AFRAMED : un laboratoire à distance
Lancé le 31 août, l’International Research Network (IRN) AFRAMED permet à des scientifiques de laboratoires africains de piloter à distance un diffractomètre à rayons X localisé en France. Retour sur ce projet avec son porteur, Claude Lecomte.
Comment est né le projet AFRAMED (Appui à la Formation Doctorale et à la Recherche en Afrique par des Mesures à Distance) ?
Claude Lecomte
Pouvez-vous nous expliquer comment fonctionne l’IRN AFRAMED et quels sont ses objectifs ? Comment va-t-il favoriser la transmission des connaissances ?
C. L. : Le principe du projet est simple. Quatre scientifiques, respectivement du Gabon, d’Égypte, du Cameroun et du Togo, sont actuellement en France pour une formation intensive à l’utilisation du diffractomètre de la Plateforme de mesures de diffraction et de de diffusion des rayons X du laboratoire Cristallographie, résonance magnétique et modélisation (CRM2)
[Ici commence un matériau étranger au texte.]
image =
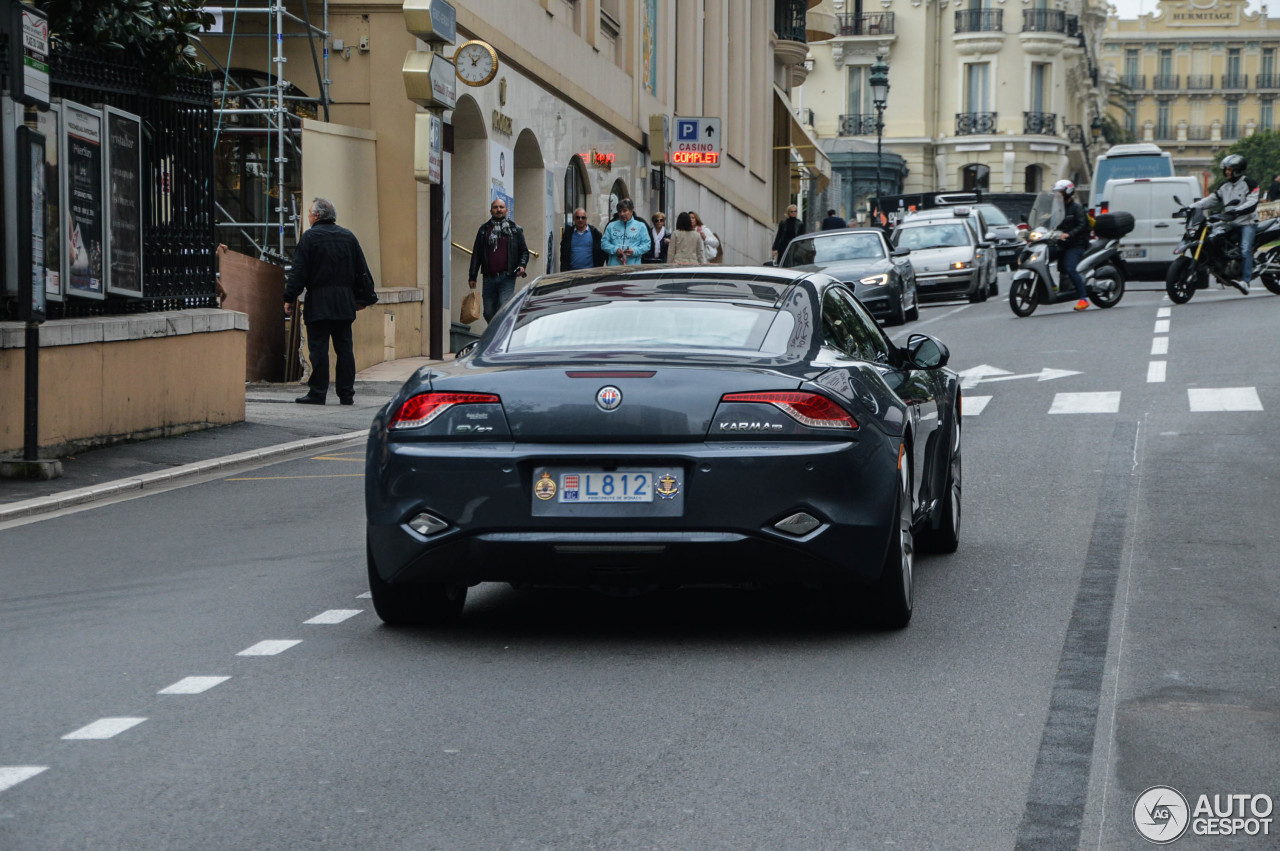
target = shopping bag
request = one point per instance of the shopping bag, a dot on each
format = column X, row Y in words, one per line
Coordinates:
column 471, row 307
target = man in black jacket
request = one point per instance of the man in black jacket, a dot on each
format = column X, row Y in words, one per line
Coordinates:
column 499, row 252
column 789, row 229
column 329, row 265
column 1075, row 238
column 580, row 245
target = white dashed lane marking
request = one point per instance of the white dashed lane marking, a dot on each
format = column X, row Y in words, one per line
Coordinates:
column 1228, row 398
column 1106, row 402
column 192, row 685
column 268, row 648
column 334, row 616
column 13, row 774
column 105, row 728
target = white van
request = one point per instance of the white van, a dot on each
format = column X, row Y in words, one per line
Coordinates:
column 1150, row 248
column 1123, row 161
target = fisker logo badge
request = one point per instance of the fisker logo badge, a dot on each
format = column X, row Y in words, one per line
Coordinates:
column 667, row 486
column 545, row 486
column 608, row 398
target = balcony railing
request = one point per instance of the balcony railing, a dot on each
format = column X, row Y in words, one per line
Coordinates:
column 789, row 19
column 976, row 123
column 874, row 23
column 1040, row 123
column 1045, row 21
column 858, row 124
column 981, row 21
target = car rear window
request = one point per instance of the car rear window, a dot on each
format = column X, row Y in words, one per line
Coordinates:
column 653, row 324
column 932, row 236
column 823, row 250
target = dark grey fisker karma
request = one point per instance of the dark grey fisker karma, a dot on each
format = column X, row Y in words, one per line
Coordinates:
column 664, row 426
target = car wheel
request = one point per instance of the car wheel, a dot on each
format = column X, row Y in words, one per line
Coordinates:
column 894, row 596
column 946, row 536
column 426, row 604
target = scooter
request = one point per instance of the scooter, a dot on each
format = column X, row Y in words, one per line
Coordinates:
column 1211, row 245
column 1034, row 283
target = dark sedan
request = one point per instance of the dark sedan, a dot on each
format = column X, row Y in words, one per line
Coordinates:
column 663, row 426
column 881, row 275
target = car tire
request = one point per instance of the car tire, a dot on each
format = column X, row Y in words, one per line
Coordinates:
column 946, row 536
column 892, row 599
column 424, row 604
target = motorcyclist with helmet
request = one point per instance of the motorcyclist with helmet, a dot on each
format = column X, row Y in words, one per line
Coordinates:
column 1075, row 239
column 1239, row 198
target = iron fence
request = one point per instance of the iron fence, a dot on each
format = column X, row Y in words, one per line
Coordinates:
column 178, row 242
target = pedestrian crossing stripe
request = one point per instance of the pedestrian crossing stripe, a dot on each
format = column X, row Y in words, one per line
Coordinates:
column 1228, row 398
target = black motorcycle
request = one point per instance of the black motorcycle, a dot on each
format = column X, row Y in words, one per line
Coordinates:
column 1101, row 266
column 1211, row 245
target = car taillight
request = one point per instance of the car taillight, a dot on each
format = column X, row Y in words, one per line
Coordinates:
column 807, row 408
column 419, row 410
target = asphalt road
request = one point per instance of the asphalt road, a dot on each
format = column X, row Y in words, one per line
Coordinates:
column 1110, row 623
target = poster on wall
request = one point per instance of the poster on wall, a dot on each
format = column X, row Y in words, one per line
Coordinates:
column 49, row 122
column 81, row 149
column 123, row 168
column 502, row 177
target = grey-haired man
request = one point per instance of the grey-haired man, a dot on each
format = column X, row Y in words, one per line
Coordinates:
column 330, row 266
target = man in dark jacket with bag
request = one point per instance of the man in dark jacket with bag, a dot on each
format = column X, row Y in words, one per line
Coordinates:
column 499, row 252
column 329, row 265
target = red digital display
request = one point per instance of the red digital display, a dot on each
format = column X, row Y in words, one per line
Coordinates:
column 695, row 158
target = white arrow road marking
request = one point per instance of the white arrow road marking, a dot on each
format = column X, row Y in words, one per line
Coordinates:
column 334, row 616
column 13, row 774
column 1106, row 402
column 105, row 728
column 192, row 685
column 1228, row 398
column 268, row 648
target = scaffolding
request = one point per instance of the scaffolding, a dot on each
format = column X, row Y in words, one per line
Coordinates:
column 277, row 105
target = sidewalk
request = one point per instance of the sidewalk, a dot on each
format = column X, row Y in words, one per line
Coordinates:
column 274, row 425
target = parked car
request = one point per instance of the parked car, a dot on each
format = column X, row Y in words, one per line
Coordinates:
column 652, row 426
column 880, row 275
column 1148, row 250
column 949, row 255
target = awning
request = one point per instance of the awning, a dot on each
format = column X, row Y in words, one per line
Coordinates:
column 805, row 151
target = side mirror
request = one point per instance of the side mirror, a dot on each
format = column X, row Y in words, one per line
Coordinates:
column 924, row 352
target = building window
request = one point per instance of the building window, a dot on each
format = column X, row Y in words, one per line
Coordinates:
column 977, row 88
column 859, row 91
column 1034, row 178
column 977, row 177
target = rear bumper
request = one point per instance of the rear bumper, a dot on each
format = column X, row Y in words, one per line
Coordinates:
column 723, row 534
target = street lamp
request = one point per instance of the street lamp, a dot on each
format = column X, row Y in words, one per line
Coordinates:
column 878, row 82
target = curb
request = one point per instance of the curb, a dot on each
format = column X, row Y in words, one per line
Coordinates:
column 82, row 495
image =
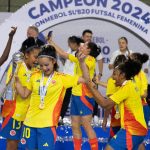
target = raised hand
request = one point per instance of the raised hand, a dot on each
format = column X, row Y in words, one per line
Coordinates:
column 13, row 31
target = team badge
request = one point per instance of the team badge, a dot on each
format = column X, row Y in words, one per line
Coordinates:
column 53, row 81
column 12, row 132
column 23, row 141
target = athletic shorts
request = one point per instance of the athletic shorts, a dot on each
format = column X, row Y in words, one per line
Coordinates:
column 113, row 131
column 124, row 140
column 38, row 138
column 81, row 105
column 11, row 129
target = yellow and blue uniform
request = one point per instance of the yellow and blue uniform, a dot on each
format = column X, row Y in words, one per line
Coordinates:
column 115, row 123
column 14, row 116
column 39, row 131
column 82, row 101
column 133, row 125
column 142, row 84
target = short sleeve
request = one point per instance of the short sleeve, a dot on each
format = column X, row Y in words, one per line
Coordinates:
column 69, row 81
column 120, row 95
column 111, row 87
column 29, row 83
column 144, row 82
column 90, row 62
column 73, row 58
column 99, row 57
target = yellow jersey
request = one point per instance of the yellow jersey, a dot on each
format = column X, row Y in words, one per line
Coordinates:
column 130, row 108
column 91, row 64
column 111, row 89
column 53, row 100
column 21, row 105
column 141, row 82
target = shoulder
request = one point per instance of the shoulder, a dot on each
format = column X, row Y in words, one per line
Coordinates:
column 59, row 74
column 35, row 73
column 90, row 58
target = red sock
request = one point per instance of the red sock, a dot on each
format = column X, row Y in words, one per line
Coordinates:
column 77, row 143
column 93, row 144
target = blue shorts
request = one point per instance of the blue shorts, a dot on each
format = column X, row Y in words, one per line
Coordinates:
column 146, row 110
column 38, row 138
column 124, row 141
column 81, row 106
column 11, row 129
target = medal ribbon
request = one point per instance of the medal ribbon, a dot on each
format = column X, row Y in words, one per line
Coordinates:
column 43, row 89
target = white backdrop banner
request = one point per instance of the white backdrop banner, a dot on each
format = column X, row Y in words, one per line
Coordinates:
column 108, row 19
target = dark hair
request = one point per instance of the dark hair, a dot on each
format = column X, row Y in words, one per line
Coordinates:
column 95, row 50
column 87, row 31
column 130, row 68
column 50, row 51
column 123, row 38
column 29, row 44
column 34, row 28
column 142, row 58
column 119, row 59
column 75, row 39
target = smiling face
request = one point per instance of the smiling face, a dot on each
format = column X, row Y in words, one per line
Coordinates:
column 32, row 33
column 31, row 58
column 84, row 48
column 122, row 45
column 87, row 37
column 119, row 77
column 46, row 65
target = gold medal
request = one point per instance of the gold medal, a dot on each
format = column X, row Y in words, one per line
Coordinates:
column 41, row 106
column 117, row 115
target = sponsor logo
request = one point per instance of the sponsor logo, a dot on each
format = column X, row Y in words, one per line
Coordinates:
column 12, row 132
column 23, row 141
column 53, row 81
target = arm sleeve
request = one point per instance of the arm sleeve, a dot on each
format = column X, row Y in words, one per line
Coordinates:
column 29, row 85
column 120, row 95
column 73, row 58
column 99, row 57
column 144, row 83
column 111, row 88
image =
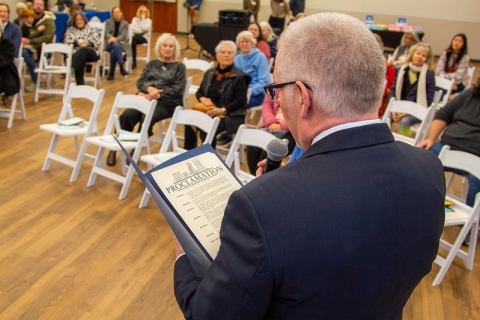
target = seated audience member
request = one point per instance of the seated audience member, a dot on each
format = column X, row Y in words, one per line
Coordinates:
column 453, row 63
column 261, row 45
column 280, row 9
column 270, row 37
column 141, row 25
column 85, row 42
column 20, row 7
column 9, row 80
column 460, row 118
column 116, row 38
column 400, row 55
column 44, row 22
column 224, row 88
column 389, row 77
column 414, row 82
column 10, row 30
column 273, row 122
column 297, row 242
column 29, row 31
column 252, row 62
column 163, row 79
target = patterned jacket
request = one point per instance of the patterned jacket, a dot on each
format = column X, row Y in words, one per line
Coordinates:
column 87, row 33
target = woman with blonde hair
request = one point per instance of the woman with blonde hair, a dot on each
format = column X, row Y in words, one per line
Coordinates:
column 415, row 82
column 141, row 26
column 163, row 79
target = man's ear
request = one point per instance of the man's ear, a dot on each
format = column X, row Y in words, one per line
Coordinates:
column 305, row 99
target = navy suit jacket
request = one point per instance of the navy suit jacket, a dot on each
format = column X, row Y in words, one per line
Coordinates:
column 345, row 232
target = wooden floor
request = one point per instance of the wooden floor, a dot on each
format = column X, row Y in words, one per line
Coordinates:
column 72, row 252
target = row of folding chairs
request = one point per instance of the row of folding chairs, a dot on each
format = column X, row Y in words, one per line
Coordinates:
column 69, row 125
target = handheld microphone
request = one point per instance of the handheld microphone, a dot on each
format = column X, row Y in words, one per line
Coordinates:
column 277, row 149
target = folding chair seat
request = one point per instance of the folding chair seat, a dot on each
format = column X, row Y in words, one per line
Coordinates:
column 246, row 137
column 84, row 128
column 47, row 67
column 100, row 27
column 462, row 214
column 18, row 97
column 418, row 111
column 446, row 86
column 180, row 117
column 135, row 141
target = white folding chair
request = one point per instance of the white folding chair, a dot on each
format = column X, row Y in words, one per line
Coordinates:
column 164, row 121
column 47, row 67
column 10, row 113
column 145, row 58
column 414, row 109
column 470, row 72
column 86, row 128
column 249, row 137
column 196, row 64
column 100, row 28
column 462, row 215
column 446, row 86
column 185, row 118
column 105, row 142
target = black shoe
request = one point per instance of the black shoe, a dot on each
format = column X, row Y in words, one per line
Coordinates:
column 123, row 71
column 111, row 161
column 224, row 141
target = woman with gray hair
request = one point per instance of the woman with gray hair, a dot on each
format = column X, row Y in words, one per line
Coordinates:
column 224, row 89
column 415, row 82
column 163, row 79
column 400, row 54
column 254, row 63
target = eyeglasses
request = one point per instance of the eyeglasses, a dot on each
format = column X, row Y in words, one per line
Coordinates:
column 272, row 89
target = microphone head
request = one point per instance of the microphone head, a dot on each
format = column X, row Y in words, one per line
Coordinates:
column 277, row 149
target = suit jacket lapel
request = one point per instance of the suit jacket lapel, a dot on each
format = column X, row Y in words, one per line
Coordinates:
column 352, row 138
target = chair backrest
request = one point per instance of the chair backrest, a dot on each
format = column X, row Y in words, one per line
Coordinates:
column 446, row 86
column 83, row 92
column 192, row 118
column 185, row 92
column 100, row 28
column 460, row 160
column 130, row 101
column 197, row 64
column 48, row 52
column 470, row 72
column 414, row 109
column 248, row 137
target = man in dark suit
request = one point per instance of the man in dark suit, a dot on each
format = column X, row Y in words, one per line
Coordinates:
column 348, row 230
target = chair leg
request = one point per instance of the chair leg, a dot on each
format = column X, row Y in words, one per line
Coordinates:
column 97, row 163
column 145, row 198
column 51, row 149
Les scientifiques formés, membres du réseau AFRAMED pourront par la suite se connecter par internet depuis leurs laboratoires à ce même diffractomètre et le piloter à distance grâce à des caméras installées tout autour de l’appareil. La seule action devant être réalisée par le personnel du laboratoire CRM2 sera de centrer le cristal sur l’appareil. Ensuite les scientifiques en Afrique prennent la main pour déterminer les paramètres de maille, mesurer les intensités diffractées et résoudre la structure de leur composé de manière totalement indépendante.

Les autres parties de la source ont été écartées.